As impressões que formaram a matéria-prima desse texto resultaram de incursões no Vale ocorridas em épocas distintas, motivadas por razões bastante diferentes. Portanto, é impróprio falar num método de viagem que eu tivesse usado rigorosamente em todos os giros que fiz dentro da região, entre os anos 1980 e os dias atuais. Se não há um método de viagem, existem pelo menos elementos comuns nos deslocamentos que realizei pela bacia do Jequitinhonha. O primeiro desses elementos é a liberdade absoluta de chegar às cidades visitadas e observar o que eu queria, à maneira do flâneur. Em todas as localidades visitadas, gastei horas caminhando pelas ruas e praças, de olho no cotidiano dos moradores, nas estruturas urbanas, nas atividades das pessoas, nos ritmos da vida local.
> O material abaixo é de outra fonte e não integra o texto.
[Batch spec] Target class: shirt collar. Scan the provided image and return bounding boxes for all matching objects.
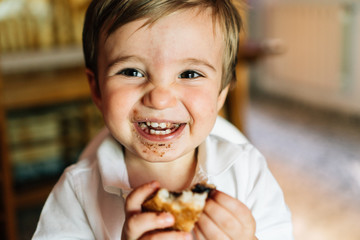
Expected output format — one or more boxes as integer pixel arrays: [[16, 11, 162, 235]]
[[97, 135, 131, 195], [97, 135, 249, 197]]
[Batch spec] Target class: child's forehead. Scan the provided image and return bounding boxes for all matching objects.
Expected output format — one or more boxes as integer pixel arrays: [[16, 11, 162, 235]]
[[100, 7, 224, 43]]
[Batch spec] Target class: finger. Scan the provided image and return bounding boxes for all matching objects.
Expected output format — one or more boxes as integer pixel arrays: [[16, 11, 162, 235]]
[[139, 231, 193, 240], [197, 212, 230, 240], [194, 224, 206, 240], [211, 190, 253, 223], [125, 181, 160, 213], [204, 199, 243, 239], [124, 212, 175, 239]]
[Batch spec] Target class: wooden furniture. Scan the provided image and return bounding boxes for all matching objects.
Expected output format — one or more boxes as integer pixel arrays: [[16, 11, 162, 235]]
[[0, 49, 90, 240]]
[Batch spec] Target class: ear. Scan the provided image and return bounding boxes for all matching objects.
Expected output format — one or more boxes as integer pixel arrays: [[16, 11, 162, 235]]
[[85, 68, 102, 112], [217, 84, 230, 111]]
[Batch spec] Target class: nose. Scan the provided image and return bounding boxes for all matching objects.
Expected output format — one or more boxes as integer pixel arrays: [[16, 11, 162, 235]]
[[143, 86, 176, 110]]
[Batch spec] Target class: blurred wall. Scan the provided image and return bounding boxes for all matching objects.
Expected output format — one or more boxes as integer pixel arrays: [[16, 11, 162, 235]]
[[250, 0, 360, 115]]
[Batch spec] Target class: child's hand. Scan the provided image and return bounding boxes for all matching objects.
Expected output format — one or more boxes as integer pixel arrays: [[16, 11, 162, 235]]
[[121, 182, 192, 240], [194, 190, 256, 240]]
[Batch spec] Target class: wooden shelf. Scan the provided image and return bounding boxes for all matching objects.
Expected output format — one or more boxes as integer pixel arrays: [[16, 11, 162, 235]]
[[2, 67, 90, 110]]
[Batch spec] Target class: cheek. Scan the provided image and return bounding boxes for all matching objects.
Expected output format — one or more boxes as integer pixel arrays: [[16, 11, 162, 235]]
[[185, 87, 217, 121], [103, 88, 136, 124]]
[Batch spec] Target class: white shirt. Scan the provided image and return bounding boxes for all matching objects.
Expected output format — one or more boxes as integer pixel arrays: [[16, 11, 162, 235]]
[[33, 118, 293, 240]]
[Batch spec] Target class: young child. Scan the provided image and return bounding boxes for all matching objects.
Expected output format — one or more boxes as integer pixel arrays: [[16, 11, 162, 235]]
[[33, 0, 293, 240]]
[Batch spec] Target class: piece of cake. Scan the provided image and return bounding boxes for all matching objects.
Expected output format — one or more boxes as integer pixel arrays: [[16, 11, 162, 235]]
[[142, 183, 215, 232]]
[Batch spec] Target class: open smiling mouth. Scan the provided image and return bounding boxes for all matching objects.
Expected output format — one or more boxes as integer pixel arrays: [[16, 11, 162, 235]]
[[138, 122, 185, 136]]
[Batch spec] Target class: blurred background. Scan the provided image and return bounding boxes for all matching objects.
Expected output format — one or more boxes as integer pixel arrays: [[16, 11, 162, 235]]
[[0, 0, 360, 240]]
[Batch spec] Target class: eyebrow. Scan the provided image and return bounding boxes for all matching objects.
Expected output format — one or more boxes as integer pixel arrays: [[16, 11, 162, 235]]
[[107, 55, 141, 69], [183, 58, 217, 72], [108, 55, 217, 72]]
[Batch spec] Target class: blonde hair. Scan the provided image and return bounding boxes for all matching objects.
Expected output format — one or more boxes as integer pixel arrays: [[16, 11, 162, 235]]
[[83, 0, 242, 88]]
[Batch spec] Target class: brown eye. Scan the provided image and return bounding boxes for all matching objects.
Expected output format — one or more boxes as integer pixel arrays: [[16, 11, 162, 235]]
[[179, 70, 203, 78], [118, 68, 144, 77]]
Registrei esses dados como quem capta impressões, sem uma ficha previamente elaborada de itens a serem obrigatoriamente preenchidos. A máquina fotográfica e o gravador foram equipamentos que me acompanharam amiúde pelas cidades e povoados do Vale. O segundo elemento é a preocupação de recolher as percepções de algumas pessoas sobre suas cidades, a região e os problemas locais e regionais. Assim, me pus a conversar, ou melhor, puxar conversa e ouvir com atenção o que era dito por moradores do Vale. De vez em quando fazia uma provocação, lançava uma questão mais aguda e controversa, com o fito de obter posicionamentos incisivos dos depoentes. E registrava seus tipos humanos por meio da fotografia, aposta à transcrição, algumas vezes feita de memória, de suas falas. Formou-se, dessa forma, um banco idiossincrático de pequenos documentos orais relativos ao Vale do Jequitinhonha. O terceiro elemento é o esforço de recolher das mais diversas fontes – folhetos de órgãos públicos, cartilhas escolares, textos memorialísticos, jornais locais – colagens de pequenas histórias, lendas e efemérides que ajudam a iluminar a situação regional. Esforço que não teve a pretensão de ser exaustivo, mas que visava colocar à disposição do trabalho de escrita um painel lírico de cenas provincianas.
O quarto elemento, que merece menção destacada, tem relação com a calibragem do olhar nas viagens pelo Vale. Procurei sempre manter em mente o tamanho e a diversidade interna da região, para não perder de vista as múltiplas formas de experiência que o nordeste de Minas comporta e o modo como elas se entrelaçam no dia a dia regional, especialmente nos momentos de crise. Também procurei divisar os sinais de vitalidade da região tanto quanto a natureza das suas dificuldades para ajustar-se às novas exigências da contemporaneidade.
Para pôr alguma ordem no texto – que é uma reflexão desvinculada da imediatez sobre a trajetória do Vale do Jequitinhonha e, no plano pessoal, a propósito de sua influência sobre os rumos de minha vida – resolvi tomar em consideração três eixos temáticos. As escolhas não foram abstratas e nem determinadas meramente pelos meus interesses intelectuais. Ao contrário, os eixos norteadores do texto estão presentes na própria experiência e no debate travado entre os moradores da região. O desenvolvimento econômico, os desafios ambientais e o papel das identidades permeiam as conversas dentro de círculos sociais diversos nos municípios do Vale.